As part of the trade, the Steelers agreed to a new contract for Metcalf. It’s for five years and up to $150 million, ESPN’s Adam Schefter reported. That $30 million per year would put Metcalf in the top five of all NFL wide receivers in average annual contract value.
The 27-year-old Metcalf was scheduled to enter the final year of his three-year, $72 million contract with the Seahawks. The 6-foot-4, 235-pound wide receiver with a 10-second 100-meter dash and vertical leap of more than 42 inches was to earn $18 million in 2025 with Seattle.
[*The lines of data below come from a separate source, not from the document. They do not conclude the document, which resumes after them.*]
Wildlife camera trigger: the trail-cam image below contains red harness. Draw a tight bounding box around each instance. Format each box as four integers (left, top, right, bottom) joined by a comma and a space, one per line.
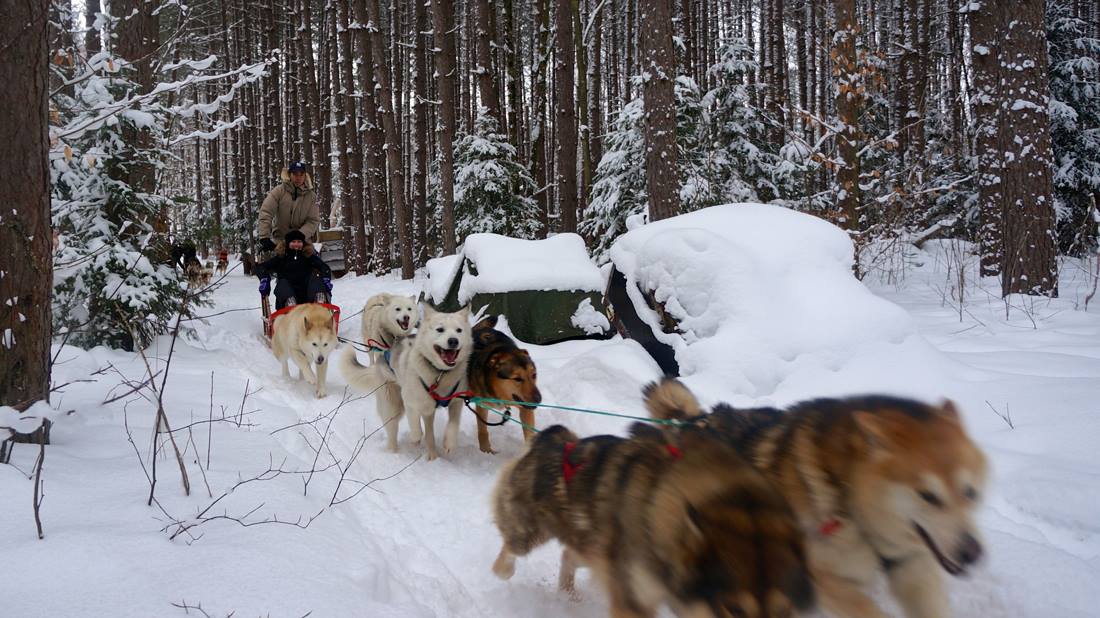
561, 442, 683, 483
817, 518, 844, 537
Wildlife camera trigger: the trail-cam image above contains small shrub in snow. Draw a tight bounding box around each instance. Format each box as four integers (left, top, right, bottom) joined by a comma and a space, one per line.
454, 108, 539, 242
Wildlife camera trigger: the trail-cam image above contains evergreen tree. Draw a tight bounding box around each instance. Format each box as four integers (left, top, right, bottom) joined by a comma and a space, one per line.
703, 38, 811, 206
454, 107, 539, 242
1046, 0, 1100, 254
578, 97, 649, 263
50, 52, 198, 350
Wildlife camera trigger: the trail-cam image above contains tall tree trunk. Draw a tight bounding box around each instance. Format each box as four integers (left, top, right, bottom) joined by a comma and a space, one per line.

General manager John Schneider was believed to have dropped his asking price to acquire Metcalf in the last couple days from a first- and a third-round pick to a second rounder. And that’s when the Steelers stepped up.
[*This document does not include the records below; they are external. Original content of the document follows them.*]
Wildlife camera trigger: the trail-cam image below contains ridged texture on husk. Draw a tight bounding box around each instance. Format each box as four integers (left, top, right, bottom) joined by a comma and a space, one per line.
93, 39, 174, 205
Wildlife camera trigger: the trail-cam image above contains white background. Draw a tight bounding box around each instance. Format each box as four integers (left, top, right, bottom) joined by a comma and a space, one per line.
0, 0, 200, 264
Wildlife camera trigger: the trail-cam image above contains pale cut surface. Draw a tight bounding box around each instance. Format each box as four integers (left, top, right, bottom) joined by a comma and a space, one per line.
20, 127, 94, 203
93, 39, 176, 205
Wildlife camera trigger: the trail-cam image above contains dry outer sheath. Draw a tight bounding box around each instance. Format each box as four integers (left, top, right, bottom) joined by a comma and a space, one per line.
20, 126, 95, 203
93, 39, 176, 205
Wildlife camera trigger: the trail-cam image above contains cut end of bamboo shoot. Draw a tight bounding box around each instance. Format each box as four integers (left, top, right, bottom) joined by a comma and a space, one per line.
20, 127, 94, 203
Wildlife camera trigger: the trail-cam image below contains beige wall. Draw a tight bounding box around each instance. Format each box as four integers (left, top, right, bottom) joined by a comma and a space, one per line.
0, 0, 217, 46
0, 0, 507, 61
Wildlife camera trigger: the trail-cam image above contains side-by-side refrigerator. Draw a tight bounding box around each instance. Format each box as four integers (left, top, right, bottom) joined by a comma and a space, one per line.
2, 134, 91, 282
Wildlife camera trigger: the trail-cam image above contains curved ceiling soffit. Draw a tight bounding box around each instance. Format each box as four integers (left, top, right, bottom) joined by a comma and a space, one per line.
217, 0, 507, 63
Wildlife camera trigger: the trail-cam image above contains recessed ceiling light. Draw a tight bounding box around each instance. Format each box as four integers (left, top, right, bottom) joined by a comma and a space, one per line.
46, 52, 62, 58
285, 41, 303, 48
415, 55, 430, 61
Schneider has traded quarterback Geno Smith, to Pete Carroll’s Las Vegas Raiders, and now Metcalf in a span of three days. That has cleared $42.4 million in space under the 2025 salary cap for Seattle.
Last week the Seahawks were more than $6 million over the salary cap with which they must comply by Wednesday.
Now, after also releasing Tyler Lockett, the team’s longest-tenured player after 10 years in Seattle, this past week the Seahawks have an estimated $68.4 million in cap space. That’s good money to shop.
That doesn’t include the pending breakdowns of how the team structured the new contracts Seattle agreed to Sunday to keep linebacker Ernest Jones and defensive tackle Jarran Reed.
That vaults the Seahawks into the market for the top quarterbacks — the top offensive linemen, the top pass rushers, the top anybody they need — in free agency that begins with the annual negotiating period starting Monday.
Aaron Rodgers?
The Seahawks intend to negotiate with free-agent quarterback and four-time NFL MVP Aaron Rodgers on a possible new contract, Dianna Russini of The Athletic reported Sunday.
Schneider worked with the 41-year-old Rodgers when the GM was a top personnel executive with Green Bay and Rodgers was starring for the Packers.
The fact that was in the late 2000s is, yes, an issue.
But the Seahawks are now in position to sign a quarterback they believe can be a bridge between Smith and a passer they intend to draft next month.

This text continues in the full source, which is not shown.